This is the first book that provides readers with a deep technical overview of recent advances in resource management for wireless networks at different layers of the protocol stack. The subject is explored in various wireless networks, such as ad hoc wireless networks, 3G/4G cellular, IEEE 802.11, and Bluetooth personal area networks.
Survey chapters give an excellent introduction to key topics in resource management for wireless networks, while experts will be satisfied by the technical depth of the knowledge imparted in chapters exploring hot research topics.
Following the pattern of the Internet growth in popularity, started in the early 1990s, the current unprecedented expansion of wireless technology promises to have an even greater effect on how people communicate and interact, with considerable socio-economic impact all over the world. The driving force behind this growth is the remarkable progress in component miniaturization, integration, and also developments in waveforms, coding, and communication protocols.

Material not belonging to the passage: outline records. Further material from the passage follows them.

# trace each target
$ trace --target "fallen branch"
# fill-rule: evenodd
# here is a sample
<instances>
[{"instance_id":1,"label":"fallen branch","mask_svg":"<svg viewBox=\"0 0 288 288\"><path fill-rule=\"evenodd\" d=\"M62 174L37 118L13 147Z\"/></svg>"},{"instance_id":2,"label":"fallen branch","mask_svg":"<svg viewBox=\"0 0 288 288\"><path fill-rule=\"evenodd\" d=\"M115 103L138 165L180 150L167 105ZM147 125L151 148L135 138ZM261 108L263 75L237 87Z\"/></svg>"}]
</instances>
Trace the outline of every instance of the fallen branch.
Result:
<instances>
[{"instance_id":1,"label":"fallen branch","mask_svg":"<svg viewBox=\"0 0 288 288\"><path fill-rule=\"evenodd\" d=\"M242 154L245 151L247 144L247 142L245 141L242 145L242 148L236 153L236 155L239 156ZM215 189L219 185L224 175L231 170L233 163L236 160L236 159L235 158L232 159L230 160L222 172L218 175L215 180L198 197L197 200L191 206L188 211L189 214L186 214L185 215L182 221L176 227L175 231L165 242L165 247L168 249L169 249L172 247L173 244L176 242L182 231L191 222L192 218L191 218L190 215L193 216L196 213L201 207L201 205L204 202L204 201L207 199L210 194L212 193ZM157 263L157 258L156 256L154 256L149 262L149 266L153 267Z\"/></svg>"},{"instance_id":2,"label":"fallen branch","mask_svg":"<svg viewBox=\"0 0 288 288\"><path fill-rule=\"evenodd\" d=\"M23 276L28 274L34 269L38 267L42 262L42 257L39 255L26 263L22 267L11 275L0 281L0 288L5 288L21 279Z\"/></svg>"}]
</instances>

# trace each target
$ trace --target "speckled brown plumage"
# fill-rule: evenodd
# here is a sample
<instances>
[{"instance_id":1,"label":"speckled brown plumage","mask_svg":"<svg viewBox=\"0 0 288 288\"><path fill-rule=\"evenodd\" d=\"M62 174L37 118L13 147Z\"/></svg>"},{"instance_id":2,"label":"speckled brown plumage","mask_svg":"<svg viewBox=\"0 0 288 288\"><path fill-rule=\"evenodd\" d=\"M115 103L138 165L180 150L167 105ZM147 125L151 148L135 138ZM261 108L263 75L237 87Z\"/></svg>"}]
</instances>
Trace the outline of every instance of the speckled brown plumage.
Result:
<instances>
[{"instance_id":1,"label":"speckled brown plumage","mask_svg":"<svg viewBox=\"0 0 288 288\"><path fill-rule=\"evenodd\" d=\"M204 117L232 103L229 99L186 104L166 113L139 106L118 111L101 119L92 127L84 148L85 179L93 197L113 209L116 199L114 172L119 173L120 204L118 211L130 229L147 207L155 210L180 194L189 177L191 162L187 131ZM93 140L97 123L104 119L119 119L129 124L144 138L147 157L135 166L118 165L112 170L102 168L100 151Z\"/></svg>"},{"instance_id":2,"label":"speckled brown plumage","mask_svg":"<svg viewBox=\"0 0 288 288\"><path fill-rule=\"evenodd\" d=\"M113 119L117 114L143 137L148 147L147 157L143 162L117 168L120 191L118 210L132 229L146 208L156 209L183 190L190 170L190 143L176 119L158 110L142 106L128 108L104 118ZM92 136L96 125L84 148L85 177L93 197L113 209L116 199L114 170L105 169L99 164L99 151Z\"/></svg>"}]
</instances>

Besides established infrastructure-based wireless networks (cellular, WLAN, satellite) ad-hoc wireless networks emerge as a new platform for distributed applications and for personal communication in scenarios where deploying infrastructure is not feasible. In ad-hoc wireless networks, each node is capable of forwarding packets on behalf of other nodes, so that multi-hop paths provide end-to-end connectivity. The increased flexibility and mobility of ad-hoc wireless networks are favored for applications in law enforcement, homeland defense and military.
In a world where wireless networks become increasingly interoperable with each other and with the high-speed wired Internet, personal communication systems will transform into universal terminals with instant access to variate content and able of handle demanding tasks, such as multimedia and real-time video. With users roaming between networks, and with wide variation in wireless link quality even in a single domain, the communications terminal must continue to provide a level of Quality of Service that is acceptable to the user and conforms to a contracted Service Level Agreement.
Taking these into considerations, the network must provide mechanisms for controlling connection admission, service differentiation, end-to-end communication delay and connection data rate. These functions are different aspects of network resource management that contribute to provisioning of Quality of Service.
For some applications, a critical element is application lifetime - the time the application remains operational before energy reserves at network nodes are depleted and normal operation is hindered. To extend the application lifetime, it is essential to have judicious power management at each node and to employ energy-efficient communication protocols that address the energy efficiency issue at the network scale. Extensive research has been performed over the last few years in the area of effective network resource management, QoS and energy-efficient protocols for wireless networks. This book presents a snapshot of representative work in the field and targets an audience that includes researchers, faculty members, students and other professionals interested in this field.